Malcolm Muggeridge used to say, “the camera always lies”. His denunciation was frequently made while holding forth in front of a camera – he seemed to enjoy sawing off the branch on which he was perched. According to Muggeridge the camera was a perfect example of what William Blake meant when he wrote:

They ever must believe a lie
Who see with, not through, the eye.

I wonder what he would have made of Youtube; he probably would have hated it.

Like much of the Internet, Youtube has given the common man a means to express himself, wresting it away from the grasp of the elite – who generally are inclined to overindulge man’s natural tendency to lie. This isn’t such a bad thing: with 10 hours of video being uploaded every second, the lies will tend to cancel each other out.

From the Post:

YouTube at five: how its videos became our collective memory.

Chances are, we never would have heard of Susan Boyle without YouTube.

If the frumpy Scottish songstress had blown away a skeptical audience with her rendition of “I Dreamed a Dream” in April of 2004 rather than April of 2009, no one except those who were watching Britain’s Got Talent on television that evening would know the name Susan Boyle. The more than 120 million people around the world who watched Ms. Boyle’s television debut would likely never have seen the rags-to-riches story.

That’s because five years ago, YouTube didn’t exist.

While it’s hard to imagine a world without YouTube, it was just five years ago last Saturday that a trio of ex-PayPal employees joined forces to register a Web address which would eventually become a site where anyone could post videos to the Internet.

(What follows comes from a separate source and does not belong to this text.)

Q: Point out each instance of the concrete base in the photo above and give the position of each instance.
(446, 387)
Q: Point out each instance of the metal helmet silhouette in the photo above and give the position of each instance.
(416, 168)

A few months later, the first video, “Me at the Zoo,” was uploaded to YouTube’s servers, kicking off a revolution that would fundamentally change the role video and the Web play in our culture, altering our collective consciousness and helping millions of people understand obscure references from The Simpsons.

Today, YouTube is the world’s largest repository for video clips on the Internet, with a mind-boggling 10 hours of new video uploaded to the site every second and more than 100 million videos watched every day. It is now physically impossible for any human being to watch every video on YouTube in the span of a single lifetime.